Students struggle with workload under new rules
Recent changes regarding newly enforced Learn policies have begun to spark disagreement among students. In September, administration began new, controversial Learn policies due to past misuse of the period, which is intended for teachers to offer help. Faculty implemented a policy of sweeping students into classrooms if they are in the hallway when the bell rings and withdrew the ability to move between rooms during the period.
Junior Maheen Saeed said these new rules conflict with her busy work schedule and prevents her from getting as much done as possible.
“I’m not going to talk to a teacher for 10 minutes and then stay in that classroom,” Saeed said. “I have other things to do and I want to do them during that 45 minutes.”

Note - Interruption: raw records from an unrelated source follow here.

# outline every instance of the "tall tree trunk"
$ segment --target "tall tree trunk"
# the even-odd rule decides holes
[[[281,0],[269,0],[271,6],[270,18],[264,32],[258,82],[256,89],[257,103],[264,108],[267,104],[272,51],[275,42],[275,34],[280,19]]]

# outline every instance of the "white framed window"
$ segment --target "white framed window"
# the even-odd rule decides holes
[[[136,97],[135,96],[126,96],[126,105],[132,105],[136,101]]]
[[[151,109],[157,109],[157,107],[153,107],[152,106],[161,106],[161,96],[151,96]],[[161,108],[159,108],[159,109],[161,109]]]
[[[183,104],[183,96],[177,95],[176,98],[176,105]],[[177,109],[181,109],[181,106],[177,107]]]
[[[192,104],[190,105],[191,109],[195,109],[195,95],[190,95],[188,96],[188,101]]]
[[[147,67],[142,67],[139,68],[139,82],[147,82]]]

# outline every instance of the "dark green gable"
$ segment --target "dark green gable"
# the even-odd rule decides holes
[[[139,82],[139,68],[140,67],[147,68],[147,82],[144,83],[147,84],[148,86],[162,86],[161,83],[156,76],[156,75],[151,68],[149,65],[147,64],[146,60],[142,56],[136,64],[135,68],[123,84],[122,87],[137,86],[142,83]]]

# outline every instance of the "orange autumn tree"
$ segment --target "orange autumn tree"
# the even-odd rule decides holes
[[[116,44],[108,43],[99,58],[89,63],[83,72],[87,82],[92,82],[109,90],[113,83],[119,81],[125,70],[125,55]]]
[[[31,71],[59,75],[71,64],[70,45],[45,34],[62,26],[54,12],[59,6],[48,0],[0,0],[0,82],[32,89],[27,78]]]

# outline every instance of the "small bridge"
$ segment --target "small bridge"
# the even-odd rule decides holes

Junior Thomas Rothman said he sympathizes with students who are not available to meet with teachers outside of the Learn period because of after school activities and need to visit with multiple teachers a day to stay on track.
“Especially if the student is sick and they have a lot of work to make up, they can’t spend Learn with one teacher a day,” Rothman said. “It definitely defeats the purpose of Learn.”
Sophomore Avery Burke said the restraint on students’ Learn location may be doing the opposite of what the administration intended it to do.
“I think it’s doing more harm than help,” Burke said. “I get that they don’t want kids wandering the halls during Learn, but I think there are also different ways they could regulate that besides keeping kids in one classroom the whole time.”
Senior Oliver Church said he agrees that some students need additional guidance to use Learn in a productive manner, but these rules also affect the students who don’t need extra instruction.
“I’m not sure if they’re really necessary for the majority of the student population,” Church said. “I understand there are some people that are struggling and need to be forced to go somewhere, but a lot of people don’t need a bunch of intervention if they’re doing fine in their classes.”
While freshman Elizabeth Epstein said she is not familiar with previous Learn policies, she doesn’t believe these rules benefit her learning.
“I think this rule is very limiting, considering you can only do one thing per Learn,” Epstein said.